A moil—what was a moil? Jessie felt more than ever inclined to turn tail and rush away; but Mrs. Wyndham came up, held out her hand to the child, looked into her face, and bent forward and kissed her.
“Oh my, ma’am, what did you do that for?” exclaimed Peggy. “Why, ye don’t know me at all, at all!”
“I want to welcome you to Preston Manor, Peggy.”
“And is this where you live?” Peggy looked all round her. “Would ye mind if I let a screech in a minute?”
“I think, Molly,” said Mr. Wyndham, “you had better take Peggy up to her bedroom. She is dead-tired.”
“Now thin, sor, I wouldn’t be tellin’ lies if I was you, because most ov the day I was sound asleep on the bed at that big inn where ye tuk me. I’m not tired a bit, not me. Well, I’ll go with ye, miss, if you like; but you can’t expect me to have the manners of a place like this. Oh mercy, mercy me! Glory be to heaven, however am I to get used to the likes ov this?”

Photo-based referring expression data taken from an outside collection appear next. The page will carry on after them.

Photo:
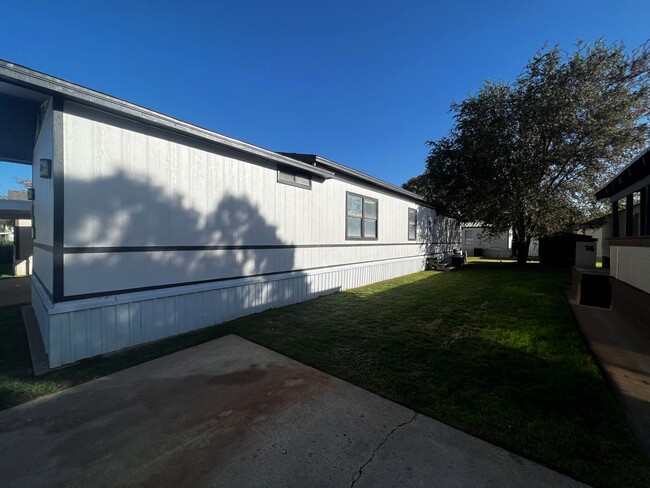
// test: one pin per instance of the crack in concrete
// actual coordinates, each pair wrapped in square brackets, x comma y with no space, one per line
[357,475]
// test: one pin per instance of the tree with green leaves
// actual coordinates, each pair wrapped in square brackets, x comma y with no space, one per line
[529,155]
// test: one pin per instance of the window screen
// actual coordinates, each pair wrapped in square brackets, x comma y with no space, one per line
[361,217]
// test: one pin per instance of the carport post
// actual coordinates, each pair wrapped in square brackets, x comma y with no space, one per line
[629,215]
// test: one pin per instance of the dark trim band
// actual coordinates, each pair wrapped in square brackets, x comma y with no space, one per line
[234,247]
[218,280]
[45,289]
[44,247]
[638,241]
[57,197]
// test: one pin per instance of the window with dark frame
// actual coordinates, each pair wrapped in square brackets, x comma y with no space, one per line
[361,217]
[295,179]
[413,224]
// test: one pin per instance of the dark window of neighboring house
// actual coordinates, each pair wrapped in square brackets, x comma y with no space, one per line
[361,217]
[295,179]
[413,222]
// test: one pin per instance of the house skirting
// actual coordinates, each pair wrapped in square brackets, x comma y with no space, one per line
[632,303]
[80,329]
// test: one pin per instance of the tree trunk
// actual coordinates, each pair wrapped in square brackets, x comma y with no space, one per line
[522,250]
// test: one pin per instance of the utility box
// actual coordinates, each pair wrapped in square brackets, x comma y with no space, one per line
[566,249]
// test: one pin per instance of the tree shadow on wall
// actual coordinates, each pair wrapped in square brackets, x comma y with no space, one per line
[439,234]
[123,234]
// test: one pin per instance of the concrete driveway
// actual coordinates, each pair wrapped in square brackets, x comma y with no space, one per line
[232,413]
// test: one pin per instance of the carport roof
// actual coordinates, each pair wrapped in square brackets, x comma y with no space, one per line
[15,209]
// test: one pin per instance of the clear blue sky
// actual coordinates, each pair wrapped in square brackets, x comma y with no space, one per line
[365,83]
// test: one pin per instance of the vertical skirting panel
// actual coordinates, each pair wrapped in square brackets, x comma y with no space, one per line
[87,332]
[42,316]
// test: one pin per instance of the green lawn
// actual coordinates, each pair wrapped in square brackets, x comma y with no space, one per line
[491,349]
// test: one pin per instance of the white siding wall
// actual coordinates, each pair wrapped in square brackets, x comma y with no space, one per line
[86,328]
[631,265]
[129,185]
[43,203]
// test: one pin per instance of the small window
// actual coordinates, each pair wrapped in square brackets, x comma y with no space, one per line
[361,217]
[413,223]
[295,179]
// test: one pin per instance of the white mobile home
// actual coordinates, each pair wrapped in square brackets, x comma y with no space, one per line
[629,241]
[146,226]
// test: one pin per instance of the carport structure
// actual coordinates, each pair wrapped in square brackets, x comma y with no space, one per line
[20,117]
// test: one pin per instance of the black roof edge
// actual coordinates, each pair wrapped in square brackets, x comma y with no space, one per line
[315,159]
[43,83]
[636,170]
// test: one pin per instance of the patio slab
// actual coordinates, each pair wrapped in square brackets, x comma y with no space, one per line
[623,353]
[233,413]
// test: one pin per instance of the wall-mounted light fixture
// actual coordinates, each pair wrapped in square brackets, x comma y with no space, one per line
[46,168]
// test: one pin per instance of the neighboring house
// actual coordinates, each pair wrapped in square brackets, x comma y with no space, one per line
[629,244]
[601,229]
[147,226]
[17,210]
[477,241]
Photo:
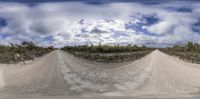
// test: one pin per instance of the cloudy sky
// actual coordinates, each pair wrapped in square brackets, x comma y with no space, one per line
[70,22]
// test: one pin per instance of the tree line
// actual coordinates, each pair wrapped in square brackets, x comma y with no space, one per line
[105,48]
[21,52]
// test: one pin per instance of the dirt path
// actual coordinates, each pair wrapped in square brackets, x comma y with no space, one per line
[60,75]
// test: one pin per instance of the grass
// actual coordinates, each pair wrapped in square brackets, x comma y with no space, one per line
[20,53]
[108,54]
[190,52]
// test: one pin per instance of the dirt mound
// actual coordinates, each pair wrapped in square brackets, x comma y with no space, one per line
[60,73]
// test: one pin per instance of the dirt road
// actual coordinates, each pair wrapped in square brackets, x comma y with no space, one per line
[60,75]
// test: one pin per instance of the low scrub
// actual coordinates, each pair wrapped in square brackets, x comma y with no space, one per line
[20,53]
[106,53]
[190,52]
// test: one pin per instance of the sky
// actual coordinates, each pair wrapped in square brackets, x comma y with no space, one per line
[58,23]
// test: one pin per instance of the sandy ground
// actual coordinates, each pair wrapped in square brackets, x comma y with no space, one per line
[60,75]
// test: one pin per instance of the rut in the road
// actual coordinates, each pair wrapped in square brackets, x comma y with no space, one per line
[60,72]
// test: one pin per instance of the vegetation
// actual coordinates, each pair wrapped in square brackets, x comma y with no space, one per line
[107,53]
[190,52]
[25,51]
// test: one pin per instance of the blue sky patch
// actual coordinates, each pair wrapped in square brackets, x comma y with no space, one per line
[196,26]
[3,22]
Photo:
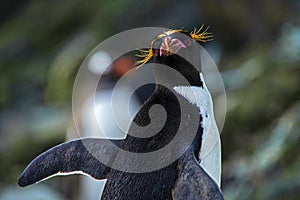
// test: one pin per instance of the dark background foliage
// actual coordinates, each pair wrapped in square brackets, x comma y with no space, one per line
[256,47]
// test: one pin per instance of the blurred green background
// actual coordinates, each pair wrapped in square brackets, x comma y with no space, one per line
[256,47]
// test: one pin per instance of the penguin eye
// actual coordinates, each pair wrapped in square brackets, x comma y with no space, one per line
[188,42]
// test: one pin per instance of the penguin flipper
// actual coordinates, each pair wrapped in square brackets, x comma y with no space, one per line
[193,182]
[81,156]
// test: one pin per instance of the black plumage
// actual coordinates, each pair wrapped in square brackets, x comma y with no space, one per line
[181,179]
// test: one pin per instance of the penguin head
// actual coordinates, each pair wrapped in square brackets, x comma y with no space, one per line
[179,50]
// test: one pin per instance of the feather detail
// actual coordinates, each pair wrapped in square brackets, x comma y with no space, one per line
[203,36]
[210,153]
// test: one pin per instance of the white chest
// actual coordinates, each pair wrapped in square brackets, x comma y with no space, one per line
[210,153]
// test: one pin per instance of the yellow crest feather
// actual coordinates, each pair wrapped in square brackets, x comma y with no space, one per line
[197,35]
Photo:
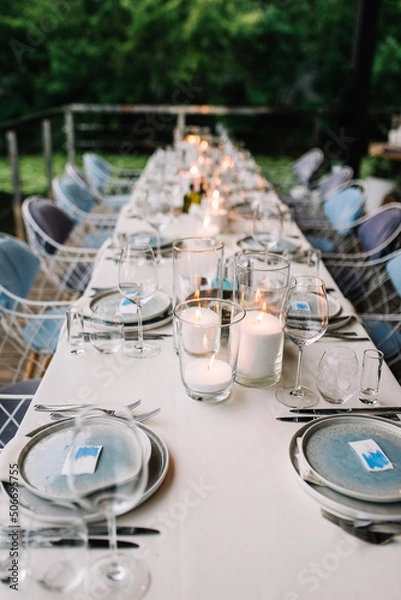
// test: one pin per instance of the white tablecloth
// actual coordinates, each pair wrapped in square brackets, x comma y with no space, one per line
[236,521]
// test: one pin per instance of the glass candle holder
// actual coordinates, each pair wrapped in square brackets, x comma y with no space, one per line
[261,281]
[208,334]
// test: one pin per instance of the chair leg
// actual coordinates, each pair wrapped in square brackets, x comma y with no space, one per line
[31,365]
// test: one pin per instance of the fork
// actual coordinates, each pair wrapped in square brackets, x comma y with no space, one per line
[138,418]
[74,407]
[379,532]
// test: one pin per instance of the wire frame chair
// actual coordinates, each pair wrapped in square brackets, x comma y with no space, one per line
[14,402]
[31,312]
[111,203]
[335,213]
[374,288]
[105,178]
[298,173]
[81,205]
[60,245]
[376,234]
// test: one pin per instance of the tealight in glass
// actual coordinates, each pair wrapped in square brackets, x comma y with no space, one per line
[208,332]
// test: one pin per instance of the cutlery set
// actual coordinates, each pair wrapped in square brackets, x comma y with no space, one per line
[305,415]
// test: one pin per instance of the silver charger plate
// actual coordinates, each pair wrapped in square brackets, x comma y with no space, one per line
[336,501]
[47,511]
[155,313]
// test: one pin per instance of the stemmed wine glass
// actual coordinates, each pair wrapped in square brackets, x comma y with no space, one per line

“You’ll soon get accustomed to it,” said Molly, in her gentle tone. “Come now with me, I want to show you your bedroom.”
Peggy, dressed as she was, was not so remarkable. Her little face was undoubtedly pretty, pretty beyond the beauty of most. Her eyes were absolutely lovely, her eyelashes were wonderful; and, owing to Miss Wakefield and Mrs. Wyndham’s clever dressmaker, her appearance was all that it ought to be. But her speech! her untrained, wild, untutored speech!
The next minute Molly and the Irish girl had disappeared upstairs, and Wyndham and his wife and Jessie were alone.
“Why didn’t you go with your sister, Jessie?” said her father.